Prepare the spice cake mix as directed, but replace eggs and oil with 1 can of pumpkin purée. Bake in a 9×13 pan at the instructed temperature for 25-30 minutes or until a toothpick comes out clean.
Let the cake cool fully—at least an hour or speed up by refrigerating for 30 minutes.
Break the cooled cake into fine crumbs using your hands until it resembles wet sand.
In a bowl, beat softened cream cheese, powdered sugar, vanilla, and pumpkin pie spice until smooth.
Mix the cream cheese mixture into the cake crumbs until it reaches a play-dough consistency. Roll into 1-inch balls and place on a parchment-lined baking sheet.

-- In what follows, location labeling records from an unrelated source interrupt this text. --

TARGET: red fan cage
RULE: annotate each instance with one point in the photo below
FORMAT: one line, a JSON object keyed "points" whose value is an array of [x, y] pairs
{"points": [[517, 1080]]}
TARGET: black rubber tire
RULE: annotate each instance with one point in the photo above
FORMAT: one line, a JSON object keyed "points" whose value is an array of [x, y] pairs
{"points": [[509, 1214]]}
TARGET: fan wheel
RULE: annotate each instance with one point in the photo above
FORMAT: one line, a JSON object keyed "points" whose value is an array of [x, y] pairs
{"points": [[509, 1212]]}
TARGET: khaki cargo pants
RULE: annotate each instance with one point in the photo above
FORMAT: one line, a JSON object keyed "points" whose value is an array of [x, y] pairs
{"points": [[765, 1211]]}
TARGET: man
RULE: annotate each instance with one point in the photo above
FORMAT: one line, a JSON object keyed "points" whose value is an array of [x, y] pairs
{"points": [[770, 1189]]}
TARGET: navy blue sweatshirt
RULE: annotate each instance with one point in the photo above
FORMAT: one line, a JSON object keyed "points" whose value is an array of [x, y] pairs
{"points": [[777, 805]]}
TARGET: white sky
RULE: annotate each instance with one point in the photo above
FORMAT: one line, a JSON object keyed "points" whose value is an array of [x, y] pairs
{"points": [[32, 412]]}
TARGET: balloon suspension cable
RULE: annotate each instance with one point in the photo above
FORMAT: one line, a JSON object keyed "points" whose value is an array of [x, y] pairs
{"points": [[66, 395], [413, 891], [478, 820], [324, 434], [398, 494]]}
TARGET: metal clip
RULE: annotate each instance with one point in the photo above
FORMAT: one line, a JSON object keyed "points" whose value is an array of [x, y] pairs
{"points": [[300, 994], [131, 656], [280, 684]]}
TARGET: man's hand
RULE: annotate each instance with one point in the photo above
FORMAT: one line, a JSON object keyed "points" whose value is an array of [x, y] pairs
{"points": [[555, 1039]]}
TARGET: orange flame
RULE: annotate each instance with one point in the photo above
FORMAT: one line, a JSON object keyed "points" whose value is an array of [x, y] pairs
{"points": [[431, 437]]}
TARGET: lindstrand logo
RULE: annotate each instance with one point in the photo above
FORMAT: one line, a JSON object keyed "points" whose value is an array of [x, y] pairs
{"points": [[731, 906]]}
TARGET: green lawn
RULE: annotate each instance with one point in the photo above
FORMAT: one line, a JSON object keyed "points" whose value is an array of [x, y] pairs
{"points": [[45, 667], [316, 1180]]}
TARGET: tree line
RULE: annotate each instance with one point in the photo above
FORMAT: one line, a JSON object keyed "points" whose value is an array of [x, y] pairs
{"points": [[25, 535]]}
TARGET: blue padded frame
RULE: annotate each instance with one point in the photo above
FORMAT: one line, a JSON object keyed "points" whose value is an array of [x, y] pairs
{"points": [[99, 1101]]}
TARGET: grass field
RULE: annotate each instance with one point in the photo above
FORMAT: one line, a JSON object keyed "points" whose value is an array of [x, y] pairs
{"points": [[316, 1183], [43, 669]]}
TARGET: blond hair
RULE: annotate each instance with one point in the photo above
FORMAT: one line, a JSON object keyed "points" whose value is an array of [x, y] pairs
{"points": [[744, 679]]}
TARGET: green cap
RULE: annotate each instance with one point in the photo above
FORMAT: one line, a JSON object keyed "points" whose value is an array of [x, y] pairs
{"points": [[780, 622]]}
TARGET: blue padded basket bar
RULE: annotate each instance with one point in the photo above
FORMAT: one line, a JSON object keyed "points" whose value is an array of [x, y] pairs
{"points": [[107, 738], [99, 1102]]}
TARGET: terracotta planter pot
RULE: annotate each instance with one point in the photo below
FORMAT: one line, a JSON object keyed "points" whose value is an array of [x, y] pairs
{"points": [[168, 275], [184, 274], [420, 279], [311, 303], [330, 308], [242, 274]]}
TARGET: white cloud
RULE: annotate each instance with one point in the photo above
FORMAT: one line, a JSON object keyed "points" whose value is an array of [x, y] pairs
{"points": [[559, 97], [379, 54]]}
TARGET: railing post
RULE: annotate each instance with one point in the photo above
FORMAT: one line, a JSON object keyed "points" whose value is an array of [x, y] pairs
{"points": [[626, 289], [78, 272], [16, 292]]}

Freeze the cake balls for 15-20 minutes until firm but not frozen solid.
Microwave white chocolate in 30-second intervals, stirring each time until smooth. If thick, add a little vegetable oil to thin it out.
Dip each lollipop stick tip into melted chocolate, then insert it halfway into a cake ball. Freeze for 5 more minutes to set.
Fully coat each pop in melted chocolate, letting excess drip off. Tap gently for a smooth finish. Add sprinkles before the coating sets.
Stand cake pops in a styrofoam block to dry for 30 minutes. If pops start slipping off sticks, chill them a few more minutes before continuing.